Le rôle majeur de miR-16 dans l’action de la fluoxétine a été confirmé par des tests comportementaux chez la souris [9] : une injection de miR-16 dans le raphé ou d’anti-miR16 dans le LC a un impact proche de celui d’un traitement par la fluoxétine dans des modèles de dépression (collaboration avec Hoffmann-LaRoche, Bâle).

À ce stade, une question majeure restait non résolue : comment la fixation de fluoxétine sur le SERT des neurones sérotoninergiques du raphé peut-elle provoquer la chute du niveau de miR-16 dans le LC ?

Transmission de la réponse à la fluoxétine des neurones sérotoninergiques aux neurones noradrénergiques par S100β

Des connexions existent entre le raphé et le LC (Figure 1). Lors d’un traitement par le Prozac®, le raphé mobilise la plasticité des neurones noradrénergiques du LC afin qu’ils synthétisent de novo SERT et 5-HT. Comment identifier, parmi la constellation de signaux qui contrôlent les fonctions cérébrales, le signal émis par le raphé en réponse à la fluoxétine et responsable de la chute de miR-16 dans le LC ? Une seule solution : revenir à la lignée 1C11 et rechercher quelle molécule pouvait être produite par les cellules 1C115-HT exposées à la fluoxétine. Le relais est assuré par S100β, une protéine neurotrophique qui fixe le calcium [ 11]. Les cellules 1C115-HT, comme celles du raphé, répondent aux SSRI en augmentant leur sécrétion de S100β, et le niveau de miR-16 diminue dans les cellules 1C11NE exposées à S100β. Dans le LC, une injection de S100β provoque une diminution de miR-16 et rend les neurones noradrénergiques compétents pour synthétiser SERT et 5-HT. La synergie des approches in vitro et in vivo a permis de révéler les liens fonctionnels entre la fluoxétine, miR-16, le transporteur de la sérotonine et la molécule-signal, S100β, qui relaie l’action des SSRI du raphé au LC ( Figure 2 ).

Conclusion

Ces travaux dévoilent comment les antidépresseurs alimentent un dialogue entre le raphé et le LC et mobilisent la plasticité des neurones noradrénergiques pour exercer leur action.

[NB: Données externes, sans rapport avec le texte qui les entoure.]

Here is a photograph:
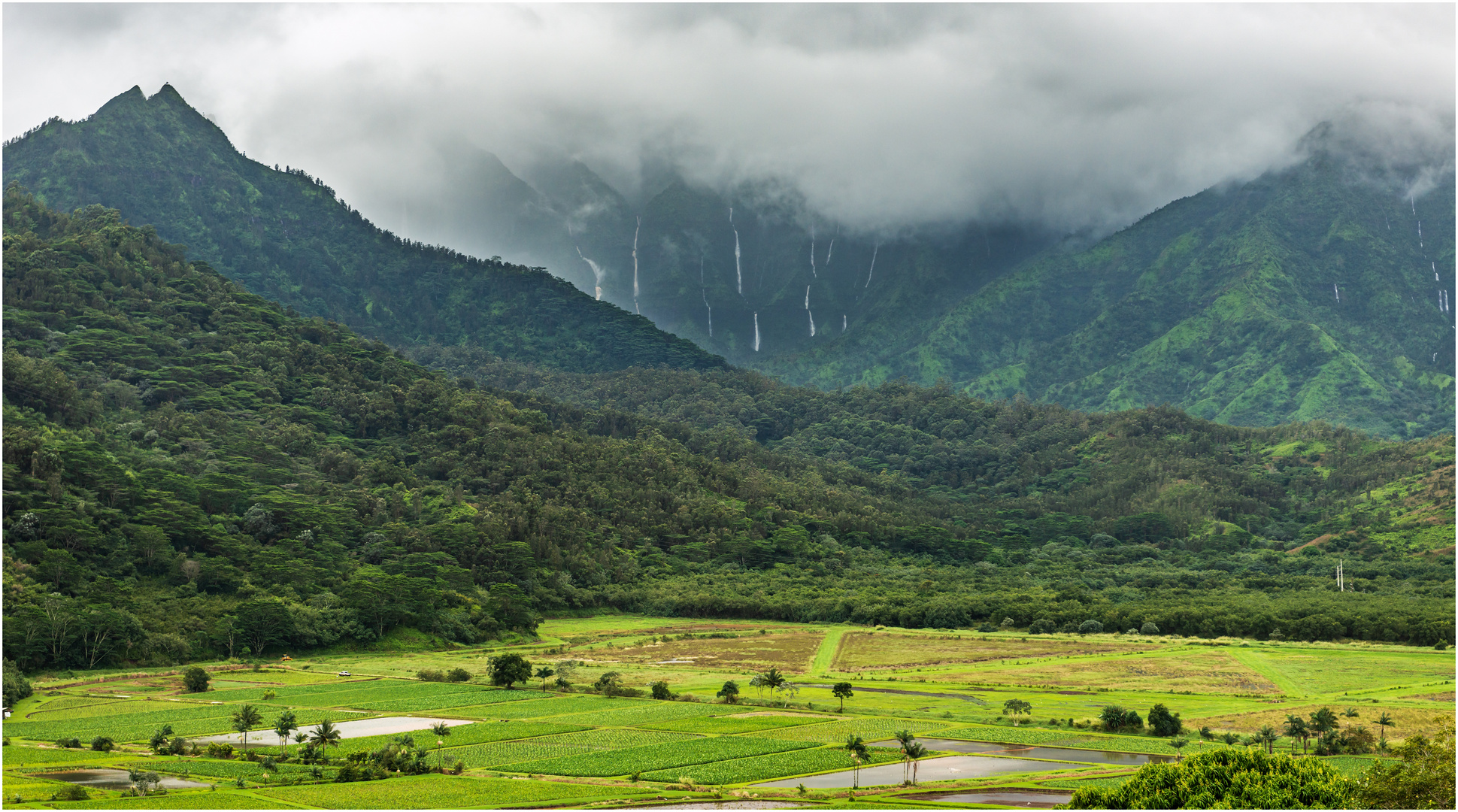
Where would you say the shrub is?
[182,665,211,694]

Ils apportent un nouvel éclairage à la théorie des monoamines [3], développée dès la fin des années 1950, qui stipule que les états dépressifs sont associés à des déficits de neurotransmissions sérotoninergique et noradrénergique dans le cerveau. Cette théorie fut confortée par la mise sur le marché des antidépresseurs dont la consommation mondiale concerne presque 20 millions de personnes (1 personne sur 5 en France). Cette étude démontre surtout le rôle central de miR-16 dans la régulation de l’expression du SERT et dans la réponse adaptative des neurones sérotoninergiques et noradrénergiques à un traitement par les SSRI. Chaque maillon de la chaîne de réactions mobilisée par la fluoxétine constitue, dès lors, un crible voire une cible thérapeutique potentielle qui devrait permettre de mieux cerner la pharmacodynamie des antidépresseurs.

Conflit d’intérêts

Ces travaux sont issus d’une fructueuse collaboration avec P. Weil-Malherbe, V. Mutel, F. d’Agostini, G. Zürcher, E. Borroni, M. Bühler et N. Pieron (Hoffmann-LaRoche, Bâle).